À compter de demain matin tous les mortels
de la Terre, en plus de leur propre langue, comprendraient et parleraient
couramment la langue artificielle.
Quel cauchemar apocalyptique, prendrait la
place de la merveilleuse hallucination – pire que l’ancienne Babel où seuls les
mots faisaient confusion, et la cause du problème était justement que chaque
bâtisseur désignait la même notion
par un autre mot, pourtant ils avaient tous la même pensée : la Tour,
qu’ils commencèrent à appeler les uns "Torony",
les autres "Tower", encore d’autres "Turm",
sans raison, dans la confusion.
Savez-vous ce qui adviendrait le
lendemain ?
Un brouillamini maudit, bien plus horrible
que dans l’ancienne Babel, en sortirait dès l’heure de midi. D’accord, tout le
monde désignerait la Tour par le même terme, par exemple par le mot espéranto
mélodieux "la Turo". En revanche…
Par contre, les bâtisseurs se regarderaient
avec plus de frayeur encore que cet autre matin biblique ; ils se
rendraient compte qu’entre-temps, et surtout durant les cinquante dernières
années, s’est complètement embrouillée cette certitude que l’on croyait
définitive et réglée, qui avait rendu tout de même possible que, plutôt que
bêler ou japper, nous nous communiquions à
l’aide de mots le contenu de nos idées, à propos d’objets ou de phénomènes.

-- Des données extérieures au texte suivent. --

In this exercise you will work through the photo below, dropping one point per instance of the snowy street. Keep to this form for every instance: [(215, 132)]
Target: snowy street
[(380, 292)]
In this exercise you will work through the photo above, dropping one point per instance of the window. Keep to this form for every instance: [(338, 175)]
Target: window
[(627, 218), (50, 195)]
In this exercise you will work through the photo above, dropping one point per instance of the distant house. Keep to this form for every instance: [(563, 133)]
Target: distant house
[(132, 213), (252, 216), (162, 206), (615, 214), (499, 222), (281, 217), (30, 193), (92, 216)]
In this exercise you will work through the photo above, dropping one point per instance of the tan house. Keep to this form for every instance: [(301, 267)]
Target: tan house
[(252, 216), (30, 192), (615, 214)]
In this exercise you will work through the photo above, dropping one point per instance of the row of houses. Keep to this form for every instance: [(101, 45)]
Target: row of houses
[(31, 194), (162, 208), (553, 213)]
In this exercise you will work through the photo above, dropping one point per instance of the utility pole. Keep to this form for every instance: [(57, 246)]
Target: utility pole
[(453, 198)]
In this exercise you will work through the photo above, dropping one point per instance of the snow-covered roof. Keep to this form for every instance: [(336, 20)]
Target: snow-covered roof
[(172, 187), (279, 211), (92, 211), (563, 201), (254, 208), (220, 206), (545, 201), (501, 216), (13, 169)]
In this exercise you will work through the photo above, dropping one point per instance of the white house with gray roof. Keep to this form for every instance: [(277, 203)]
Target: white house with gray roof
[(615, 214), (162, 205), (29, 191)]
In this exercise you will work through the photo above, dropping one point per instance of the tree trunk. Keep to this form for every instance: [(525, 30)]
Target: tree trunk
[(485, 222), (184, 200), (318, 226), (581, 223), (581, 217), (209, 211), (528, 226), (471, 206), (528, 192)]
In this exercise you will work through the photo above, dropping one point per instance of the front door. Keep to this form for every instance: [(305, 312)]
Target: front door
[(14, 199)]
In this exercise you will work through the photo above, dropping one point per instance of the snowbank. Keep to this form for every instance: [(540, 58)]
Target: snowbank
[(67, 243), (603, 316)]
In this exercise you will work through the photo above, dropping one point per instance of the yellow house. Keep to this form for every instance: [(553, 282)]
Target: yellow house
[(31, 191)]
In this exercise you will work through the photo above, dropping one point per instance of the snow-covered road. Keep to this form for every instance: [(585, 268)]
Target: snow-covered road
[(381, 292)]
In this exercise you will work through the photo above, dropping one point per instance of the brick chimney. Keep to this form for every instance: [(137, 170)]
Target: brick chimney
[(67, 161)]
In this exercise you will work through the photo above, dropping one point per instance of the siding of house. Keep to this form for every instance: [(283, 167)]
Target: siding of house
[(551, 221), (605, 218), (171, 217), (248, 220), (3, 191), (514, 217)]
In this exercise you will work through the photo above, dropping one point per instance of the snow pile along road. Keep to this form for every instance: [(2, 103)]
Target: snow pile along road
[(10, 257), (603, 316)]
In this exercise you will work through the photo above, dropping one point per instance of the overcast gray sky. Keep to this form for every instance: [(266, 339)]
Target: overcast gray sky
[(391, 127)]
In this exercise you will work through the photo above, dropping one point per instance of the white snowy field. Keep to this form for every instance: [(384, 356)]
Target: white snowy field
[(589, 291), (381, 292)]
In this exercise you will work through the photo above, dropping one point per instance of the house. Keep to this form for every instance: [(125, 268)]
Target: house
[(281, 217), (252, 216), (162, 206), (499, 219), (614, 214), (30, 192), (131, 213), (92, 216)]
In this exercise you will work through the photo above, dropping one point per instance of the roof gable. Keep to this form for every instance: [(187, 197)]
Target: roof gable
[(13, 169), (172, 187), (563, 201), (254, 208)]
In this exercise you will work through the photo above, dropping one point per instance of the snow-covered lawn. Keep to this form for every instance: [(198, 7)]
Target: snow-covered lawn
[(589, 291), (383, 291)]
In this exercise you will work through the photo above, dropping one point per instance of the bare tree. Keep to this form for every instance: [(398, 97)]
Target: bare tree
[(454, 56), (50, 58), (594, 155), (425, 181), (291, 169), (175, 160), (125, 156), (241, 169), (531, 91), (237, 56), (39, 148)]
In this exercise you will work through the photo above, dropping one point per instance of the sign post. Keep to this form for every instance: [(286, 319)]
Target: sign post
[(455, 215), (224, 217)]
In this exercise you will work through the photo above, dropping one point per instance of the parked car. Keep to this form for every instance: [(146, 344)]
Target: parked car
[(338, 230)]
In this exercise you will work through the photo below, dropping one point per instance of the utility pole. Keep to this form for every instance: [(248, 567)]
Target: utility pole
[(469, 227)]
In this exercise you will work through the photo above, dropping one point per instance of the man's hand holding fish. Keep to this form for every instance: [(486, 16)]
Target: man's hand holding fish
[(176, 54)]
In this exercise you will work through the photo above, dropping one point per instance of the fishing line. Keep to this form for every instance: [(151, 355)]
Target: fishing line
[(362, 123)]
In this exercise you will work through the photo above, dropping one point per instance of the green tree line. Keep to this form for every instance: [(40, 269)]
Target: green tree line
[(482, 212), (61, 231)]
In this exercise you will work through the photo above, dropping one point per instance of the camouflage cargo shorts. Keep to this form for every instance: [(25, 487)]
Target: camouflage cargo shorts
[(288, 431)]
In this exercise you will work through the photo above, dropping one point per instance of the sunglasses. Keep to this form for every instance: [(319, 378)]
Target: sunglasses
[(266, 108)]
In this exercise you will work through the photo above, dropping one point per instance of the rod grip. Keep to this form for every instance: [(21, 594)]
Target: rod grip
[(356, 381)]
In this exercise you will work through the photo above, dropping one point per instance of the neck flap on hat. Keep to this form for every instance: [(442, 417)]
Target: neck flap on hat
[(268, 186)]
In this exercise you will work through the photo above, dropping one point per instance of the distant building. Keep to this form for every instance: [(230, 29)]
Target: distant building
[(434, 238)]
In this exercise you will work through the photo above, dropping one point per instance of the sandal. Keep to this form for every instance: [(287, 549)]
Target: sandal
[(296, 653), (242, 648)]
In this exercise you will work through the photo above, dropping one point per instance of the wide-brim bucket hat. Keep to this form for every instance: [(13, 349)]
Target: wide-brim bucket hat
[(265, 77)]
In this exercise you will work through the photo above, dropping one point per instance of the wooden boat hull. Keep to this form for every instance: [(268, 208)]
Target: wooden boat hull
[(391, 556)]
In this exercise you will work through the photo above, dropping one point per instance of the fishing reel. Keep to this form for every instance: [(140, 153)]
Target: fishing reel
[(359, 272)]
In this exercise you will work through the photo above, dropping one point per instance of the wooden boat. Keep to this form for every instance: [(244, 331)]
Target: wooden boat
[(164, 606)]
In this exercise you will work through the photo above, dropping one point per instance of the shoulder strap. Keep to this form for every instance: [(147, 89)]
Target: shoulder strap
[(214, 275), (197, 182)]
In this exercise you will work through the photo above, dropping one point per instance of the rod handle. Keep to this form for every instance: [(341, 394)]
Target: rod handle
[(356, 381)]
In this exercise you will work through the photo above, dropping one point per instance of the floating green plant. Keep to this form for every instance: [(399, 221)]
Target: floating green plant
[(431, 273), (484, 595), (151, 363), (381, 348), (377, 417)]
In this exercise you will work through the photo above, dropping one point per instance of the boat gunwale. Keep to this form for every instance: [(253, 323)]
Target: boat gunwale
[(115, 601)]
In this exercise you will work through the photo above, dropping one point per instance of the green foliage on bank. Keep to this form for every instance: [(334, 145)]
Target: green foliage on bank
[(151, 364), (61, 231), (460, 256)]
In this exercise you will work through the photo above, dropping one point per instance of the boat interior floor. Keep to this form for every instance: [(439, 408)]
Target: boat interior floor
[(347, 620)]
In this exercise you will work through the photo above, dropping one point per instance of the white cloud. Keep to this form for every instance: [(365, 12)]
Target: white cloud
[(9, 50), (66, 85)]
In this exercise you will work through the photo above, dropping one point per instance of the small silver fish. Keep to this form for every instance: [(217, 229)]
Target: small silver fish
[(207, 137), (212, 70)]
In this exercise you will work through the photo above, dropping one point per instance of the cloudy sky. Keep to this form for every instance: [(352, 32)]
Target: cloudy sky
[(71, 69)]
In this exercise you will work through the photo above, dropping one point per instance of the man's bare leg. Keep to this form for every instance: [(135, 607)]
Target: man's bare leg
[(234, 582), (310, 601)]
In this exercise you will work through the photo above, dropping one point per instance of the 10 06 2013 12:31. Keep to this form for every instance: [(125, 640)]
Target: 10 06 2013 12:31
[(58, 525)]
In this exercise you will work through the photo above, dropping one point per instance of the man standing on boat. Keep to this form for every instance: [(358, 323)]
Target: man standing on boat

Concernant la nature ou l’appartenance de ces objets ou de ces phénomènes, leur
importance en ce qui nous concerne, nous hommes (et même les animaux), le mot
n’est de toute façon qu’une convention, à l’instar des conventions dans le jeu
de cartes dont tous les partenaires savent qu’ils s’assoient pour y jouer en
vue de gagner.
En effet, aux alentours de midi
apparaîtraient quelques petits problèmes.
Un homme (ou un groupe d’hommes) continue
de comprendre par "la turo" un bâtiment qui
s’amincit verticalement du bas vers le haut. Il n’aurait pas trop de problèmes
avec un autre pour qui le bâtiment ne s’amincit pas mais s’élargit vers le
haut. Mais il y a un troisième pour lequel la tour n’est pas un objet vertical,
mais un objet horizontal. Et que feraient-ils tous avec le quatrième qui
participe aux pourparlers en étant persuadé que la chose en question n’est pas
du tout un objet mais une certaine antipathie à l’égard du plaisir que l’on
peut tirer de la confiture de carottes ? Je suis sûr que chez nous on
trouverait sûrement un brave patriote ou un national-socialiste qui déclarerait
d’emblée que ce que l’on appelle "la turo",
représente en réalité, depuis le début et jusqu’à la fin des temps, cette
mixture de couleur blanche en laquelle se transforme le lait si on l’écrème –
et il n’y a que ces salauds de libéraux et ces "intellectuels" qui
déforment tout, qui essayent de donner une autre interprétation à la chose,
afin de détourner l’attention de la dangereuse association mondiale qui a
écrémé le lait et ne nous a laissé que cette mixture.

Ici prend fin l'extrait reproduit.